Personal information
- Born: Walter Creed Haymond December 2, 1893
- Died: March 1983

Sport
- Country: United States
- Sport: Track and field / Athletics
- Events: Sprinter (injured, did not run)
- Club: University of Utah and University of Pennsylvania

Medal record
| Representing the United States |
| Olympic Games |

= Creed Haymond =

American athlete

Walter Creed Haymond (December 2, 1893 - March 1983) was an American track and field athlete.

==Biography==
Haymond was raised in Springville, Utah.

Haymond attended the University of Utah where he lettered three times and was the captain of the track team. Haymond later studied dentistry at the University of Pennsylvania, where he again became the captain of the track team. At the 1919 Inter-Collegiate Association Track and Field (Outdoor) Meet, he broke the world record time for the 220-yard race (now known as the 200-meter dash), just minutes after missing the world record by one-tenth of a second in the qualifying heat for the finals and before he was given a chance to catch his breath. The same day he won the 100-yard dash against what he called "the six fastest men in America" after his starting hole collapsed and he started four or five yards behind in the race.

Haymond was accepted to compete as a sprinter for Team USA at the 1920 Summer Olympics, in Antwerp, Belgium, but he was injured before the competition.

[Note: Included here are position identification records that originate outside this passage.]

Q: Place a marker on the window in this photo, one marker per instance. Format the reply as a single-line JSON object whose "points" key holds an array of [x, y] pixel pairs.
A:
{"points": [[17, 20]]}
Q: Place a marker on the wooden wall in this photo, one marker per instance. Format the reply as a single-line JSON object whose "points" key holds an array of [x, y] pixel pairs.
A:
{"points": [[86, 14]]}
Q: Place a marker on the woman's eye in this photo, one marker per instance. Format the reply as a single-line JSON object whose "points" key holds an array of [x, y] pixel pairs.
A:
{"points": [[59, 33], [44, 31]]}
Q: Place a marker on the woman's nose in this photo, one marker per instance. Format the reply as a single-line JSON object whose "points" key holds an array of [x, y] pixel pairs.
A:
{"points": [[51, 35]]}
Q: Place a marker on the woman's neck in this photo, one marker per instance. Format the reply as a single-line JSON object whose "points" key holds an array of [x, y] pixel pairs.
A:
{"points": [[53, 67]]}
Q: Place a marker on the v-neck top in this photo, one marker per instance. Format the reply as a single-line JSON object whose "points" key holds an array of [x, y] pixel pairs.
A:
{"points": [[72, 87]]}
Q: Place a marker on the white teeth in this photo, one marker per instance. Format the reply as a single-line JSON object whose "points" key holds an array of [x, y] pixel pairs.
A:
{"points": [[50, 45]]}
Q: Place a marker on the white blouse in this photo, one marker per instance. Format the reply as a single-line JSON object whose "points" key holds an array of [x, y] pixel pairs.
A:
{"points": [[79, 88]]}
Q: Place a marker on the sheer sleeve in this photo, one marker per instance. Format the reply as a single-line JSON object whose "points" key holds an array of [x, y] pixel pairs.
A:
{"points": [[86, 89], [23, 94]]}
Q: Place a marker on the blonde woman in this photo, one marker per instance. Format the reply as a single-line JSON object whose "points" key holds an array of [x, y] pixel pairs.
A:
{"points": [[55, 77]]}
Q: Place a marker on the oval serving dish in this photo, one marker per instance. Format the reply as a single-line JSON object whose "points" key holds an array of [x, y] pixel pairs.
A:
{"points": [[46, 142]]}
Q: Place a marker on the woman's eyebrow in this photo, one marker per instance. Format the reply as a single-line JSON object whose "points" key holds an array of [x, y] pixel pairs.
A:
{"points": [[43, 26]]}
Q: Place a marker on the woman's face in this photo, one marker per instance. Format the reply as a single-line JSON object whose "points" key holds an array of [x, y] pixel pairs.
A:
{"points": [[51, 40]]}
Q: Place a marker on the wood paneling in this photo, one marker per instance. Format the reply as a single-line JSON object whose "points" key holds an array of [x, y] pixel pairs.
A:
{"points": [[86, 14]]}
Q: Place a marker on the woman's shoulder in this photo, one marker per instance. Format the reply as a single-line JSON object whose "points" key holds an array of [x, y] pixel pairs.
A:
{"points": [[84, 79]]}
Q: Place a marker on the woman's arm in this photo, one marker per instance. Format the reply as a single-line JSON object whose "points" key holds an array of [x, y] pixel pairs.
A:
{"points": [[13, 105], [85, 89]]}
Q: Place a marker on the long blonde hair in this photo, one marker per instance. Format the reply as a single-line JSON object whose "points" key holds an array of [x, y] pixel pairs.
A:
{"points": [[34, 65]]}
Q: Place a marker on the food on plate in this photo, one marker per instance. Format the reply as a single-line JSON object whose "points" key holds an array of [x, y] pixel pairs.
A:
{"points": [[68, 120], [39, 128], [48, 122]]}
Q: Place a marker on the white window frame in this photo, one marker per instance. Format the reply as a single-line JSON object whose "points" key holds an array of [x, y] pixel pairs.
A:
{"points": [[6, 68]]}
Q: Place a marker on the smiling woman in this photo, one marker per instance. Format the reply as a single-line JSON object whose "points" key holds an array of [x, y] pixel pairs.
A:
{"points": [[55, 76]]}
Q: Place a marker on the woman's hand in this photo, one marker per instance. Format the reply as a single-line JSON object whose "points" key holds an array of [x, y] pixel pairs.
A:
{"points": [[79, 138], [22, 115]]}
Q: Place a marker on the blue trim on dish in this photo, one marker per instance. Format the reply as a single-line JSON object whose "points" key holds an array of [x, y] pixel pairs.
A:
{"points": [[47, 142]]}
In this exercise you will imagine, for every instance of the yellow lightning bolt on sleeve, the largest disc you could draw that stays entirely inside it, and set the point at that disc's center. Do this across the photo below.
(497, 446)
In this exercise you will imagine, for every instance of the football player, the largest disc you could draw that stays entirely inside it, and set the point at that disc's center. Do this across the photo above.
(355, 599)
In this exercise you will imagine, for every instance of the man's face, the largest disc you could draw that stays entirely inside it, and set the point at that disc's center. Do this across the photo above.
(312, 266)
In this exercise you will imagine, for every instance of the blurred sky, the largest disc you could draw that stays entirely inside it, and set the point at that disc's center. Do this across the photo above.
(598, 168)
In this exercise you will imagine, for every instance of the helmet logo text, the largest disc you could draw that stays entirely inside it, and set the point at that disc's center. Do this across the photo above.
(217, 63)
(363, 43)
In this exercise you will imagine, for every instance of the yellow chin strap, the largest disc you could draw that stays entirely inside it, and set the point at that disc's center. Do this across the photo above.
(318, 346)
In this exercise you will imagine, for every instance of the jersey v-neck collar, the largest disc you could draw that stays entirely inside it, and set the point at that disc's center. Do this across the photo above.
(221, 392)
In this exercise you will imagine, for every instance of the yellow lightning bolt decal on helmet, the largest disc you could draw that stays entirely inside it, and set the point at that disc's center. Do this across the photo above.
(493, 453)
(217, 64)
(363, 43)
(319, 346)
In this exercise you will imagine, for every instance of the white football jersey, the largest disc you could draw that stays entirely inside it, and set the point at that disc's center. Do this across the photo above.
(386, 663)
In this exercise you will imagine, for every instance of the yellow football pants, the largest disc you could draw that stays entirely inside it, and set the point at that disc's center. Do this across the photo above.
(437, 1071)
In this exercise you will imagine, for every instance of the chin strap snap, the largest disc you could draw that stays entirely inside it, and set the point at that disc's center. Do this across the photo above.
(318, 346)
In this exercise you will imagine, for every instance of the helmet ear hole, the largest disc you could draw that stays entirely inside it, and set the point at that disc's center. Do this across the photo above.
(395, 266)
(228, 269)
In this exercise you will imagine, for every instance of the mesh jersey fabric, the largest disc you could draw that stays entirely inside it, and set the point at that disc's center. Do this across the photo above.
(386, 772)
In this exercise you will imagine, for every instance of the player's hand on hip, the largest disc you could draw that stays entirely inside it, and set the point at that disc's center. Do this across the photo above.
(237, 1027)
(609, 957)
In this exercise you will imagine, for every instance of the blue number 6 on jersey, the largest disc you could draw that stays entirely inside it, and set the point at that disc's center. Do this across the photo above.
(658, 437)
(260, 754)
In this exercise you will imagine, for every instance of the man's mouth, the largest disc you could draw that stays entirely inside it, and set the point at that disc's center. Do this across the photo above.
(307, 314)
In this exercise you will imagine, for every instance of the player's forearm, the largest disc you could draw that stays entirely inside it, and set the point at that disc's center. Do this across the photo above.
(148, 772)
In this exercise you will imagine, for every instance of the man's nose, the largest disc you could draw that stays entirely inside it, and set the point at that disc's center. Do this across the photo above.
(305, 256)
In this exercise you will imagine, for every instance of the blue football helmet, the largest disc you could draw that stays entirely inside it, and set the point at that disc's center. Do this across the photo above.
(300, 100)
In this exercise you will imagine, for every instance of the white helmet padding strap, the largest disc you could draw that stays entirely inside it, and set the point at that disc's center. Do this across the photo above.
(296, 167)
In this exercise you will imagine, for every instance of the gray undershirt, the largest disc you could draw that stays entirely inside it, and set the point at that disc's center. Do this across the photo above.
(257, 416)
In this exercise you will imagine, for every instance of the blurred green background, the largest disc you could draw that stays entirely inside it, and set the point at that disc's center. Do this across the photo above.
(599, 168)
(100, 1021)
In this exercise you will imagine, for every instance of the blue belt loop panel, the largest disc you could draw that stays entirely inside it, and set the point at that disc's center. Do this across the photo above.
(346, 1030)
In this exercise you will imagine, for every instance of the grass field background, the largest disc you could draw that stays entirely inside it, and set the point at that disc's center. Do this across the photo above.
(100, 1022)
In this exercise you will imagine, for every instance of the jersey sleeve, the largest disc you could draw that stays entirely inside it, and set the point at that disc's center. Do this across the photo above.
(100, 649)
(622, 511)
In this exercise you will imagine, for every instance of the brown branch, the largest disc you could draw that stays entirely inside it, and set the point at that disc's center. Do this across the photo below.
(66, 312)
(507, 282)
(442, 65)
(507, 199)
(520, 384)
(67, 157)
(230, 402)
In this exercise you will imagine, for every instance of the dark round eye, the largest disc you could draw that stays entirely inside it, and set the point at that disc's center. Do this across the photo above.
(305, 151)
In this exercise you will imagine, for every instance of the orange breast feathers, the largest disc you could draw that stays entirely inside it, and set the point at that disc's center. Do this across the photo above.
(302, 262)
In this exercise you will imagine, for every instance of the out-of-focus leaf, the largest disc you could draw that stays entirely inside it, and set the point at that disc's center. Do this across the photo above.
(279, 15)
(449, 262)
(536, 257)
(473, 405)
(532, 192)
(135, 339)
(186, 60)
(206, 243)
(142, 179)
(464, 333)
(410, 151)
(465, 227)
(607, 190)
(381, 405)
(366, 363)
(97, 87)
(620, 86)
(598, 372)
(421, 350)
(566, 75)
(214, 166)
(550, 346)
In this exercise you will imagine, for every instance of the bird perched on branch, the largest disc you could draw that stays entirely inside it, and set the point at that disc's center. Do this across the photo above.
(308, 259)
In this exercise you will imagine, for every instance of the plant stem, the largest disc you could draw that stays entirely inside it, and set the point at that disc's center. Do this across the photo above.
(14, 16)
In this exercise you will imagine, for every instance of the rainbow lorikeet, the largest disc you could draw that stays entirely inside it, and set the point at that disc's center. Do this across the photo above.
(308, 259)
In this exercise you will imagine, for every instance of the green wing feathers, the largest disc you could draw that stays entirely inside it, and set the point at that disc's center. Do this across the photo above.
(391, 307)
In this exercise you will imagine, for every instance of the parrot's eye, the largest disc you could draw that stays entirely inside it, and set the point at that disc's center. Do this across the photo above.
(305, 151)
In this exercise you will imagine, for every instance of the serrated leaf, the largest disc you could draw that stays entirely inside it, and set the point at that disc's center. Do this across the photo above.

Haymond served as a mission president for the Church of Jesus Christ of Latter-day Saints (LDS Church) in the Northern States Mission headquartered in Chicago, Illinois, 1945-1950. (Their mission reunion group was honored a few years ago in the Church News for having the longest continuous reunions of any mission in the church).

Haymond became an Honoree (inducted into) the Utah Sports Hall of Fame in 1971.

==In popular culture==
Haymond is occasionally cited by leaders of the LDS Church as an example of the benefits that can result from abiding by the Word of Wisdom, a health code for members of church.